Of course, I do not set myself the goal of describing all the vicissitudes and subtleties of the graduation project of the “Data Science” specialization, but we can confidently say that it gives a complete understanding of the sequence of applying acquired skills and knowledge in the process of developing real analytical products. From this point of view, the thesis project is simply flawless, although the choice of such a difficult topic as automatic text analysis is traditional and causes criticism from those who take courses in the “Data Science” specialization.
Wrap-up
In general, the Science of Data specialization provides an overview of how to correctly conduct data analysis. It is clear that it is better to have narrow specialists in the company staff to perform individual steps, but, nevertheless, effective and relevant to the needs of the company data analysis will be possible only when the company has a specialist who can build the entire data analysis process, from beginning to end. the end. At the same time, the ability to not only “poking around in the data” is important, but also to provide the result to the client in an accessible and understandable form.

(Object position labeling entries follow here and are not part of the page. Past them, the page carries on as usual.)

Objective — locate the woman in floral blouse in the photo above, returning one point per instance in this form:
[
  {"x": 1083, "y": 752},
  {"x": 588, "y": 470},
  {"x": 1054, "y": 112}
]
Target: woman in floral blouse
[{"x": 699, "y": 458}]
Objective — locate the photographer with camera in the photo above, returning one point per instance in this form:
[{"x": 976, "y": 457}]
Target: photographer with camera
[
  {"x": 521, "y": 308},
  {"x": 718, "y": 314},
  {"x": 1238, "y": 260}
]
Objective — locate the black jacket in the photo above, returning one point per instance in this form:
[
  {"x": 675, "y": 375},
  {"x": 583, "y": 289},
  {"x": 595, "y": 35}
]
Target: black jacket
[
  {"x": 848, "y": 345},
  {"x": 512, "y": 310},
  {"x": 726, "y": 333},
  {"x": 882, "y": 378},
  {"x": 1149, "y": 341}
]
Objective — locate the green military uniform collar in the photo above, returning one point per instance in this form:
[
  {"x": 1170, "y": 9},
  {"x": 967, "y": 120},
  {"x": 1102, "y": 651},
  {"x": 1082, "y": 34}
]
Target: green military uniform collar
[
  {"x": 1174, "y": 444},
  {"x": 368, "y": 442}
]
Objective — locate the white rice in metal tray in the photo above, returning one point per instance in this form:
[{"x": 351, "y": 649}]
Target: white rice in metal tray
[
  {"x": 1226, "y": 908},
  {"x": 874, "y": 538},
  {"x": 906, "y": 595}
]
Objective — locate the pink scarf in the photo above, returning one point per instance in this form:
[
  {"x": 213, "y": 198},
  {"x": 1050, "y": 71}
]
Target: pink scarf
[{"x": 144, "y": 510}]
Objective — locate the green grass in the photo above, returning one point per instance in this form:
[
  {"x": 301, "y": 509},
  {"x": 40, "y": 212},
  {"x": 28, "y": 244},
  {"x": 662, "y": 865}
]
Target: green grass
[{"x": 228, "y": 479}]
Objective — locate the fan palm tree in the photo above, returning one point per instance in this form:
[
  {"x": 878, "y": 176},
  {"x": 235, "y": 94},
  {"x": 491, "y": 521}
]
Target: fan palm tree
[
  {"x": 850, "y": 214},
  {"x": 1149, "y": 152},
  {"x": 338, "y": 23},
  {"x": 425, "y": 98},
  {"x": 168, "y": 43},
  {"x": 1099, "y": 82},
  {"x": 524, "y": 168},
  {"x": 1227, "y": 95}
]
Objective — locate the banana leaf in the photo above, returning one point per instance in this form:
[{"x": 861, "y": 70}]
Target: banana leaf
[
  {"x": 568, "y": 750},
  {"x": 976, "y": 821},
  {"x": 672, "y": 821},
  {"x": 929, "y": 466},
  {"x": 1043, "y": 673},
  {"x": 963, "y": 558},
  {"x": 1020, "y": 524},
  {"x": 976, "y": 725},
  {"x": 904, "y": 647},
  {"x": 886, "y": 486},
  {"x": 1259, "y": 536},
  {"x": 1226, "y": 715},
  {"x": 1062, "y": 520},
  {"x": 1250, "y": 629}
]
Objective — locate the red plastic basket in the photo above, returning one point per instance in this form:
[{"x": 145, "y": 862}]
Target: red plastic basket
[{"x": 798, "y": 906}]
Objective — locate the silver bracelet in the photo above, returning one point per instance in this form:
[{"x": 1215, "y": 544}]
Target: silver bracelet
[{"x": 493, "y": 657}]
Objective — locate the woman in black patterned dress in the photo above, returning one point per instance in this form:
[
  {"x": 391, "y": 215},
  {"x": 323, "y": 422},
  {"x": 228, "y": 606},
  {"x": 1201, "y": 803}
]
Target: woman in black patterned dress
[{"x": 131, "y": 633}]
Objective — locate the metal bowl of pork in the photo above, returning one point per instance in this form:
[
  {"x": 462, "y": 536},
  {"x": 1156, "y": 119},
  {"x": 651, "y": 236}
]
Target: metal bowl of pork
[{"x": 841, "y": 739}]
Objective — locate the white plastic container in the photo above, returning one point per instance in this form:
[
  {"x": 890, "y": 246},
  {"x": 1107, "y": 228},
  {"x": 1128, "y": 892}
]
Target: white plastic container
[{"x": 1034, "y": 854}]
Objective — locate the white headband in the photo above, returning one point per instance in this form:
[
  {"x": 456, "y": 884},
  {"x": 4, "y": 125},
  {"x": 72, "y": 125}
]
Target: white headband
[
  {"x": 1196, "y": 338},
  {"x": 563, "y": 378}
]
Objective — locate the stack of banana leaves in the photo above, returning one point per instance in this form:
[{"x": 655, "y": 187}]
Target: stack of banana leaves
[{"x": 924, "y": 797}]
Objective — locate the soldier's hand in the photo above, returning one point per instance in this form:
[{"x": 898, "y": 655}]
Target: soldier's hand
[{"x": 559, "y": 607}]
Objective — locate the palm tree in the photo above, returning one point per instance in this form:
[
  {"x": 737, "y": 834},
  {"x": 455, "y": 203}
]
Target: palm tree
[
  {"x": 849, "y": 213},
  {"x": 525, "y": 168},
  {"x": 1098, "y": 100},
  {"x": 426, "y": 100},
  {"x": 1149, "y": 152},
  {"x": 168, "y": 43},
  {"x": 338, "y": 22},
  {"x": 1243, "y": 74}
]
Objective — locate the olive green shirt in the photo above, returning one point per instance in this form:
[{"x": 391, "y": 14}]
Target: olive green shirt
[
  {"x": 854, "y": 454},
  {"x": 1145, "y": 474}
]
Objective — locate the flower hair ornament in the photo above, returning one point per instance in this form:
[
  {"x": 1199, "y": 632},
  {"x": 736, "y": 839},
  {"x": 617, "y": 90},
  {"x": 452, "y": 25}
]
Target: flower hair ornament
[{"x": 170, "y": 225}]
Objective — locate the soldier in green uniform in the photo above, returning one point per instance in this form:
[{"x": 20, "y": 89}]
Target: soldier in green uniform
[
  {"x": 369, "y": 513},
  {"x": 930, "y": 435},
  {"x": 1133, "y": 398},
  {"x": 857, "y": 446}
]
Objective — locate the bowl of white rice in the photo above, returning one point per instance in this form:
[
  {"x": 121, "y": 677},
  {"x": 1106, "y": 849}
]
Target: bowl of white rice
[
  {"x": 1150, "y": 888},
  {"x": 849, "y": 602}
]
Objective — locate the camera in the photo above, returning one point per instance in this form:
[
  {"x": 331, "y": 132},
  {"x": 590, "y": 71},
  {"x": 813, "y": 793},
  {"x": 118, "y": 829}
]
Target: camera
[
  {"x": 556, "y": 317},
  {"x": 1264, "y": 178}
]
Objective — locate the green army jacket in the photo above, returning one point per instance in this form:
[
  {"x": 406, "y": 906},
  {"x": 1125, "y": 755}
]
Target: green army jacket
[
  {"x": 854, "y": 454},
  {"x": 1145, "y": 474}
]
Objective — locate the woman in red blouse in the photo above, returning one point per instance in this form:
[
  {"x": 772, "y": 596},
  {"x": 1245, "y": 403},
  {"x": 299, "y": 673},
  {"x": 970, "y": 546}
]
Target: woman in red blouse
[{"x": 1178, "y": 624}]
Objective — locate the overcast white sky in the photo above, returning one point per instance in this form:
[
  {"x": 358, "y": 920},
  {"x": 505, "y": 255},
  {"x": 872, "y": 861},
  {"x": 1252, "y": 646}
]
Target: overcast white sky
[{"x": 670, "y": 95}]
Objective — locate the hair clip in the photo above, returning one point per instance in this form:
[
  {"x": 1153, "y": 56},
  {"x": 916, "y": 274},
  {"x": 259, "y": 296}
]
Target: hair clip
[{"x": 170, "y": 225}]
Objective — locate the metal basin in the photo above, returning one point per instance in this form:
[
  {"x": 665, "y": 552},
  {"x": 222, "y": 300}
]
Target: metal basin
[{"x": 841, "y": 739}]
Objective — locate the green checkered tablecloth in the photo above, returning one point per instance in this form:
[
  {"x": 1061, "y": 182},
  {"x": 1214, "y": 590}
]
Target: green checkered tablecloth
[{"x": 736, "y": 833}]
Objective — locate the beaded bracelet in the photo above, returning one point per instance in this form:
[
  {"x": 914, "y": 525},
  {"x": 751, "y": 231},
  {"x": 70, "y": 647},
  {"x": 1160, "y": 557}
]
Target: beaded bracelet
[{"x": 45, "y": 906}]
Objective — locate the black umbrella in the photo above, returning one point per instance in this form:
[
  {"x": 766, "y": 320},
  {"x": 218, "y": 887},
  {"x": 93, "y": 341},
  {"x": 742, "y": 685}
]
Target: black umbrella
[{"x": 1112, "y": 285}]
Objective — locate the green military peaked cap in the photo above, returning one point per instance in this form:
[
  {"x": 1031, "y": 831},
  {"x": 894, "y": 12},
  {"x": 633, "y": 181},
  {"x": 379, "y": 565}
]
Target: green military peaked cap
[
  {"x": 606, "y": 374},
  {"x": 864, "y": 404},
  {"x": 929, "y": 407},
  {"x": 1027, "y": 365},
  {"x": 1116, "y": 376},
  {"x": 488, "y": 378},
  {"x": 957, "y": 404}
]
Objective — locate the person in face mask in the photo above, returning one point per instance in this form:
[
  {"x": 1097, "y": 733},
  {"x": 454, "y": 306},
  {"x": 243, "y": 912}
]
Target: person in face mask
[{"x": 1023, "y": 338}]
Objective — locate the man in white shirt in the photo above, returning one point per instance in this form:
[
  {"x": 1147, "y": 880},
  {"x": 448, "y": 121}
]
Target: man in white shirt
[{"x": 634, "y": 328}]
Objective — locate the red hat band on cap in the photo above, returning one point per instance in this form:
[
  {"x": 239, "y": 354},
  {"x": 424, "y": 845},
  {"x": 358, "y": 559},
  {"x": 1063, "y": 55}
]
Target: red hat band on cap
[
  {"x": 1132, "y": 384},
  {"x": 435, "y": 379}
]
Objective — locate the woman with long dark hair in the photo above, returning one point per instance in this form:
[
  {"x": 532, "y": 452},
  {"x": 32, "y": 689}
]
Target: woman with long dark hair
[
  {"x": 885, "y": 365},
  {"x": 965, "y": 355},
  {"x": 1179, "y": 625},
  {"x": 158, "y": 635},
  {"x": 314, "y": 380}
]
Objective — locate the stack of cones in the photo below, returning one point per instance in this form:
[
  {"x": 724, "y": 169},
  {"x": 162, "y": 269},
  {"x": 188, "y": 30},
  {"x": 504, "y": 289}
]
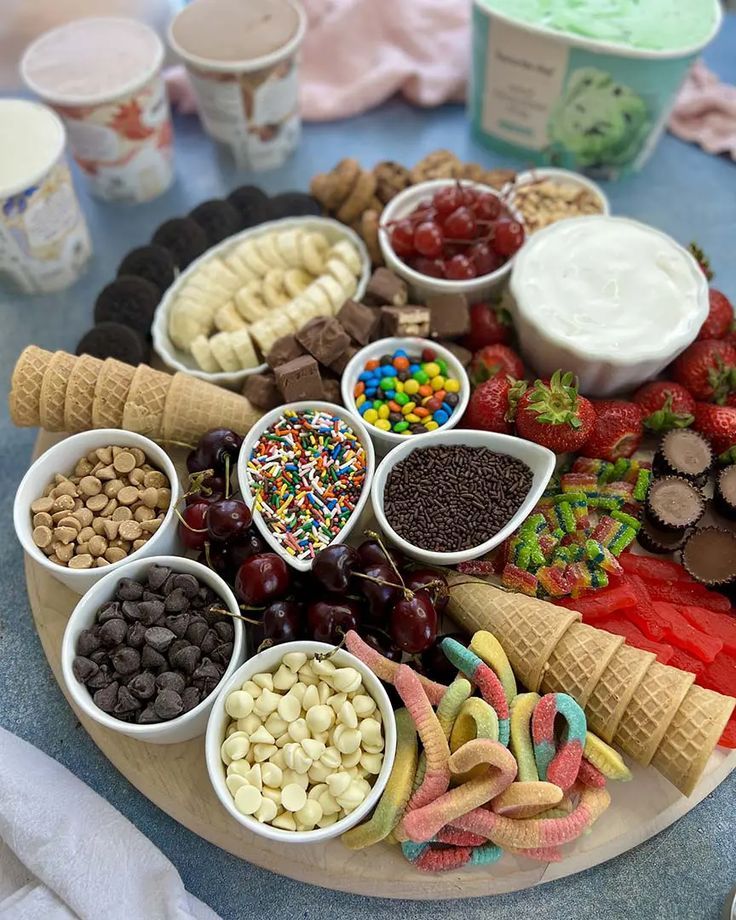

The result of data analysis should help the client to solve his pressing questions - ideally: how to make a business more profitable? Alas, no courses can teach how to answer this question in any situation and with any data. The specialty “Data Science” is the first step on the way to becoming a data analyst; further movement along this winding route is impossible without practical experience. Well, since the labor market in data analytics is still far from saturation, go ahead - challenges and new career horizons are waiting!
Instead of the conclusion - some more useful courses Coursera
The course “Working with Massive Data” : about Big Data in accessible language with the inimitable computer technology guru Jeff Ullman.
Course "Computer Training" : for those who turned out to be a little machine learning in DSS.
Course "Analysis of textual information" : for those who want to predict more than one word at a time ;-)
Read in the first part of this post : About the specialty Data Science in general. Courses: Data Analysis Tools (R Programming); Preliminary data processing; Documenting data processing.